How can you build a human-centered business, if your business approach is still defined from a business perspective? It is time to replace your minimum viable product (MVP) with a minimum value add (MVA).
Interestingly, "Eric Ries, defined an MVP as that version of a new product which allows a team to collect the maximum amount of validated learning about customers with the least effort", which sounds a lot like Agile thinking (not suprising as this quote comes from the Agile Aliance website).
Yet, the definition and application of an MVP most of us are used to, says "A minimum viable product, or MVP, is a product with enough features to attract early-adopter customers and validate a product idea early in the product development cycle."
This approach keeps adding features until it "works" or it is "validated". So this approach isn't really sure about their value? It somehow believes that their "value" is achieved when an unknown numbers of features are built?
Features constitute their value, and therefore it is no wonder that their product's targets are set by features launched and hoping it pushes the needle on signups and usage. An increase in signups and usage should theoretically result in an increase of money flowing in and therefore validates the unknown "value".
This sounds a lot like investors' money that flow in (because they believe you have potential), until it suddenly stops.
How would a business and its processes look like if we put people (potential users/customers) at the center of the complete business' thinking? That would mean that not only should support put people's success as their marker for success, but also business, design, development, product & marketing.

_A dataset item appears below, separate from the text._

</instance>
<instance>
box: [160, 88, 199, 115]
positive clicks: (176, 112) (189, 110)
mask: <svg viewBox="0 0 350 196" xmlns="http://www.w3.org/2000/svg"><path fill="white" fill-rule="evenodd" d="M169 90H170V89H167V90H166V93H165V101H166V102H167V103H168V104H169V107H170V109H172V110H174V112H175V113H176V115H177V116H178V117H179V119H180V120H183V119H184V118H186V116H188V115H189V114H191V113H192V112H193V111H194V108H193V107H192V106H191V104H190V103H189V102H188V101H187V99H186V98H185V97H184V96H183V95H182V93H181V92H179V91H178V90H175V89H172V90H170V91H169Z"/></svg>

Yes, you might have noticed that design (UI/UX) is still on the wrong side of the line. If you don't understand why, then you haven't realised point 7 yet. Look at all six realisations again and start with "There is Opportunity".
In context of the "problem" you are trying to solve, have you asked yourself "Why is this a problem?" Have you considered why do people want to solve this problem? What value they receive from solving this "problem" and does this "value" correlate with the "value they need"? But more importantly, "Is this value sustainable?" If it isn't, neither is your business.
Start with the value and ask yourself: "What is the minimum value I can add?" in order to test your startup's business hypothesis for product value.